Rarely do I admit that I have a comfort zone.  I like to think that I’m the type of gal that’s constantly branching out, trying new things, especially in the realm of Louisville’s booming bar and restaurant scene. However, I feel many of you can certainly sympathize with one of my own personal hesitations: Rarely do I penetrate that looming barrier known as the Watterson Expressway and find myself amongst the one percent — drinking and dining in Louisville’s East End. This weekend, I’m glad I did as a few friends and I made the trek to the housing complex LC Idlewild on English Station Way in Middletown, wherein lies The Goat.

The Goat, a bar and restaurant with an emphasis on “handcrafted eats, assorted brews and year-round entertainment,” is nestled in the newly constructed Columbus, Ohio,-based Lifestyle Communities (LC) Idlewild. The Goat resides in the complex’s amenity building, which requires meandering through the incredibly Pleasantville-esque neighborhood. While it’s evident the goal was to have the feel of a new age brownstone walk up, the sterile uniformity and sheer perfection of the housing units gave me the creeps. To my surprise, when we entered the restaurant, some character peered through.

The entry to the bar is a massive split staircase, where you’ll find oversized speakeasy-style bar stools and various seating styles including booths with tall, rounded leather-bound backs circa 1920s. While the decor and ambiance feel a bit upscale, you’ll also find bikini-clad residents walking up to the bar for a drink in between swims, corn hole, shuffle board, a jukebox, and sand volleyball. It’s an interesting juxtaposition that I can relate to: You can feel classy, while getting rowdy. 

We sat outside under the canopy-draped patio next to the saltwater pool. We ordered off the cocktail menu, and to my amazement, the low price point didn’t seem to fit the ambiance, but I certainly wasn’t complaining. I enjoyed the Elder-Berry (Tito’s Vodka, St. Germain, strawberry preserves, lime, mint) and at only $6.50 each, I had to order two of this divine nectar. My whole brood was impressed with their selections, which included the Cucumber Martini, a Blueberry Mule, and a Raspberry Ginger Martini. The Elder-Berry was the star of the show, though. I’d inject that shit. The bourbon and beer lists are well crafted and the low prices continued to shock me (a Bulleit Rye for $4? That’s unheard of, y’all).

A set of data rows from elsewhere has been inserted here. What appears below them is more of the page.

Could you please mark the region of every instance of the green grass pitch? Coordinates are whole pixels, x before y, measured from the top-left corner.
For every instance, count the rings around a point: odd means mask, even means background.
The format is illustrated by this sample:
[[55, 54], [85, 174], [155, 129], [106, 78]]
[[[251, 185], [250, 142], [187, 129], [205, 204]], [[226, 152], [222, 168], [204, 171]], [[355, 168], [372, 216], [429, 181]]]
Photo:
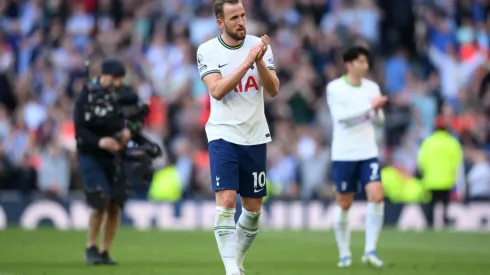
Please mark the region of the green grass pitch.
[[[222, 275], [212, 232], [122, 229], [112, 255], [119, 266], [85, 266], [84, 232], [52, 229], [0, 231], [0, 275]], [[382, 269], [360, 263], [364, 234], [353, 233], [354, 263], [338, 269], [333, 233], [263, 231], [246, 259], [256, 275], [484, 275], [490, 274], [490, 234], [397, 232], [381, 234]]]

A few shots of silver tequila came along shortly after, because well, that’s what we do, and we decided a few appetizers would help to soak up these delectable libations. Now, I know I’m the barkeep and food isn’t my milieu, but can we talk for a moment about the Buffalo Cauliflower and the Farmhouse Tots? These dishes were a divine accompaniment to Sunday Funday — the tots look like they’re crafted with an ice cream scoop, draped in spicy pork belly and doused a sriracha beer cheese sauce. One of my friends exclaimed that it was almost as if an angel ejaculated in her mouth. True story. 

Both the drink and food menus were so exciting (and clearly we were getting continually more buzzed) that it seemed as though we had to try something new every twenty minutes. Service was attentive but not overbearing, and our server handled our drunken escapades with ease. Occasionally I’d look around and gawk at the fact that we were almost completely encircled by an over-50, Sperry-Top-Sider-clad clientele, but the Elder Berry cocktails helped to ease that discomfort. Our server was a cute, young, tattooed chick, after all; we couldn’t have stuck out that badly.

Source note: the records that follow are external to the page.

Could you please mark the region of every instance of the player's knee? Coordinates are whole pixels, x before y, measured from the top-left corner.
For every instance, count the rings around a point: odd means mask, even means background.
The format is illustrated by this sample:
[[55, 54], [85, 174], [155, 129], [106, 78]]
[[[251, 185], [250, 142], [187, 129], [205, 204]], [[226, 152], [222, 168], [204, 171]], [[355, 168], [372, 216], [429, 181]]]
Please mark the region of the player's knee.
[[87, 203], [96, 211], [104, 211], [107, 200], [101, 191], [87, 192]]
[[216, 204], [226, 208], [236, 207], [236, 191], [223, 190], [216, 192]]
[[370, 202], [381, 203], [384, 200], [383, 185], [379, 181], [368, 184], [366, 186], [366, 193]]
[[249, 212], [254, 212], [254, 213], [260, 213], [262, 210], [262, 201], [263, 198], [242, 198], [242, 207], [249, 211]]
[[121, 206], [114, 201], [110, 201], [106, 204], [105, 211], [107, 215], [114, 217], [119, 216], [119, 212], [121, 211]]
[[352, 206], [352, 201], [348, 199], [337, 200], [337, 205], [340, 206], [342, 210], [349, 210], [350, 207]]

Truly, my only qualm with my experience with The Goat is the distance from my Highlands neck of the woods. If I wouldn’t have had a sober driver friend, our Lyft ride would have certainly been over $50, and that just won’t fly if it’s an establishment you’d like to frequent. With all the different, delectable and exciting aspects of this Middletown gem — there’s so much room for activities, guys! — take this as a lesson in breaking down barriers and through comfort zones 101. You may just end up leaving feeling like you banged an angel.